Deputy Minister for Farming and Food Rebecca Evans, though, ruled against the company’s offer of alternative land in exchange for the deregulation of common land.
The company’s project development manager Gwenllian Elias said: “Mynydd y Gwair is a very deliverable and well-designed project – it is within Welsh Government’s own TAN 8 designated development area, already has planning permission from the City and County of Swansea, and a ‘seal of approval’ as a value for money scheme from the Department of Energy and Climate Change, in its first CfD subsidy auction earlier this year.
“For this application to be turned down, despite the project itself aligning with Welsh Government policy on renewables and onshore wind, is profoundly disappointing and frustrating.
“This project represents around £50 million in capital investment as well as local jobs, apprenticeships, and annual community investment funding of £240,000. We will need to review the reasons behind the decision with a view to resubmitting a new common land application, in order to protect these benefits for Wales and the wider environment.”

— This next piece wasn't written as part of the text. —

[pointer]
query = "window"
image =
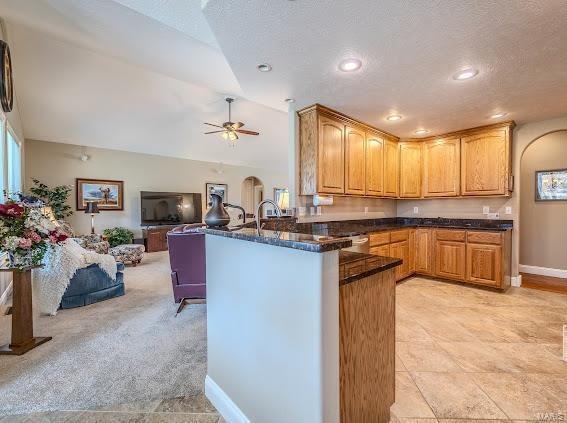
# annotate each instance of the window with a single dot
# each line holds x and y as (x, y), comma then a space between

Gower MP Byron Davies and regional AM Suzy Davies joined campaigners who have been fighting wind farm plans on the site for 24 years in welcoming the Welsh Government ruling.
Glyn Morgan, of Socme – Save Our Common Mountain Environment – said: “We are glad to note that the decision reflects the valid concerns put forward to us by many local residents, as well as national and international visitors, over the years that we have been seeking to protect this irreplaceable common land.
“For example, the decision notes that the character and nature of ancient routes, such as sheep hefts and public rights of way, would not only all be affected, but in some cases would disappear, if the applications had been granted. A risk to the hydrology of the wider neighbourhood was not addressed by the applicants, despite the issue having been identified prior to the applications being made. The replacement land proposed is acknowledged to be inappropriate, and it is noted that no agreement has been reached with graziers. Even in the long term the public would have been disadvantaged by the change in the character of the common.
“There are so many good reasons to applaud the Welsh Government’s sound aim of protecting common land that we hope RWE will re-consider its ambitions with regards to Mynydd y Gwair and announce, finally, after more than a decade of worry for the hundreds of thousands people who rely on the common – whether for their livelihoods, enjoyment, or drinking water – that they no longer intend to fight the clear will of those who already depend on the common and who do not want to see massive construction works destroying its complex habitat.”
Mr Davies said: “This is wonderful news. I have backed the residents in their fight against the wind farm on Mynydd y Gwair for years and it is a victory for them and especially for Glyn Morgan and the Socme.group.
“They never gave up – not even after Swansea Council granted planning consent in the teeth of huge public opposition. This mountain possesses a fragile ecology that would have been irreperably damaged if the scheme went ahead. And the wind turbines would have been visible for vast distances, blighting the landscape.
“I just hope that the developers will now throw in the towel. They should recognise when they are beaten. The people of Swansea and Gower have spoken – they do not want this windfarm at any price. If this scheme were in England, new powers granted by the former Government gave the final say on such schemes to local communities, Unfortunately, the Welsh Labour Government has so far failed to give these powers to the people of Wales. I hope they have a change of heart very soon.”
Mrs Davies said: “This is final vindication of the stance taken by the people living around this mountain who argued unwaveringly that this scheme was wrong on so many counts.
“It has been a long, exhausting fight but residents were determined. This victory belongs to them. Judicial Review may still be an option for the developers. However, the UK Conservative Government’s decision to scrap subsidies for onshore wind farms casts doubts on whether this particular development will still qualify for them. That should be the kiss of death to this misjudged project.”